La vie des deux victimes "n'est pas en danger", a assuré le Premier ministre Jean Castex lors d'un déplacement sur les lieux. Interrogé par les journalistes sur "l'état" des deux blessés hospitalisés, le chef du gouvernement a répondu: "Leurs vies ne sont pas en danger, dieu merci".

Les deux blessés sont deux chargés de production de la société de production audiovisuelle "Première Ligne". En janvier 2015, lors des attaques qui ont visé Charlie Hebdo, la société de production se trouvait déjà juste en face des locaux du journal satirique. 

Vers 11h15 ce vendredi, les deux victimes étaient en train de faire une pause cigarette devant le 6, rue Nicolas Appert dans le 11e arrondissement de Paris, lorsqu'ils ont été attaqués apparemment avec une arme blanche de type machette. Selon Paul Moreira, membre de la société de "Première Ligne" à nos confrères de BFMTV, il s'agit d'"un homme et d'une femme. La femme est gravement blessée".

La préfecture de police invite à "éviter le secteur"

Un premier bilan de la préfecture de police faisait état de quatre blessés dont deux en "urgence absolue", avant d'être revu à la baisse.

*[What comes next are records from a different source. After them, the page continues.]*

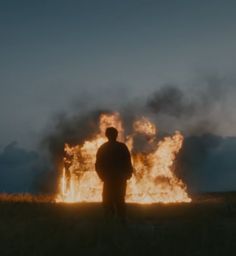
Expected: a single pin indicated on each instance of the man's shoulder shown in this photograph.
(121, 145)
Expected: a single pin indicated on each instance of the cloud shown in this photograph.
(20, 169)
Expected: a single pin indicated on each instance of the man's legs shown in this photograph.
(120, 199)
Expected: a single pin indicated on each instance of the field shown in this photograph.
(36, 226)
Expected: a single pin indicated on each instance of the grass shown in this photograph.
(36, 226)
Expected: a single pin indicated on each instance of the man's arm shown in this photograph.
(99, 164)
(129, 167)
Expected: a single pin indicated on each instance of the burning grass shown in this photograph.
(153, 180)
(27, 198)
(207, 226)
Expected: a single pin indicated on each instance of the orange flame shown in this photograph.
(153, 179)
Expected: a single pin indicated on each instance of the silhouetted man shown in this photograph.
(113, 166)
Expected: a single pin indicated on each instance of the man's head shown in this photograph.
(111, 133)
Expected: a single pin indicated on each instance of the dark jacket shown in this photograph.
(113, 161)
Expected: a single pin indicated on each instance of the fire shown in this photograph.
(153, 179)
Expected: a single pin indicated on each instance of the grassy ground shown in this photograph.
(38, 227)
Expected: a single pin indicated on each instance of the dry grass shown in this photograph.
(30, 226)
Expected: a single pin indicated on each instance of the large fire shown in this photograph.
(153, 179)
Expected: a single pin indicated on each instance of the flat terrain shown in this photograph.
(38, 227)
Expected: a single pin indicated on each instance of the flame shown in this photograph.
(153, 179)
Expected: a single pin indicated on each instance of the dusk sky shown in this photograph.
(56, 55)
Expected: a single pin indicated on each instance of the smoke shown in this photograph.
(196, 108)
(207, 163)
(200, 110)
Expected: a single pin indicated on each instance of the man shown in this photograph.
(113, 166)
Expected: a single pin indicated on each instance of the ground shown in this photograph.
(30, 226)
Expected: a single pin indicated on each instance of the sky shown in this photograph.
(172, 60)
(58, 55)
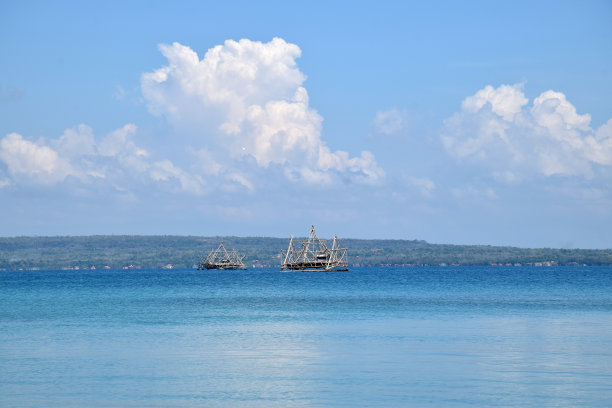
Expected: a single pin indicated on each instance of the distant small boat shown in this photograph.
(221, 258)
(314, 255)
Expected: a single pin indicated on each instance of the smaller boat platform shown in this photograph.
(314, 255)
(221, 258)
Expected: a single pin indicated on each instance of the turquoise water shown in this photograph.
(388, 337)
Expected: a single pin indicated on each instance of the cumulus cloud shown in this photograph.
(499, 128)
(391, 122)
(77, 153)
(425, 185)
(41, 163)
(251, 94)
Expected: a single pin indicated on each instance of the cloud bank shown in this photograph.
(77, 154)
(499, 128)
(244, 99)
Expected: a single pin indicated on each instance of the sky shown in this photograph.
(451, 122)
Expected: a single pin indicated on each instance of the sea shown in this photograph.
(521, 336)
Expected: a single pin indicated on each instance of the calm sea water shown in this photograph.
(387, 337)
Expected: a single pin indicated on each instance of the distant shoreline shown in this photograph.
(173, 251)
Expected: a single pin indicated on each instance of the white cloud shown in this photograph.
(252, 95)
(391, 122)
(425, 185)
(35, 161)
(498, 128)
(115, 158)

Le suspect a été interpellé par la police près de la place de la Bastille, a précisé la préfecture.

La BRI a été mobilisée et le laboratoire central de la préfecture s'est rendu sur place, a précisé la Préfecture de police, invitant à "éviter le secteur". Une cellule de crise a été ouverte au ministère de l'Intérieur, où le ministre Gérald Darmanin et le Premier ministre Jean Castex doivent se rendre "en urgence".

Cinq écoles ont également été confinées dans le périmètre, a indiqué à l'AFP le rectorat de Paris. Le Samu a de son côté indiqué avoir déclenché sa cellule de crise opérationnelle, tandis que la RATP a déclaré avoir "complètement fermé au public" la station de métro Bastille par "mesure de sécurité".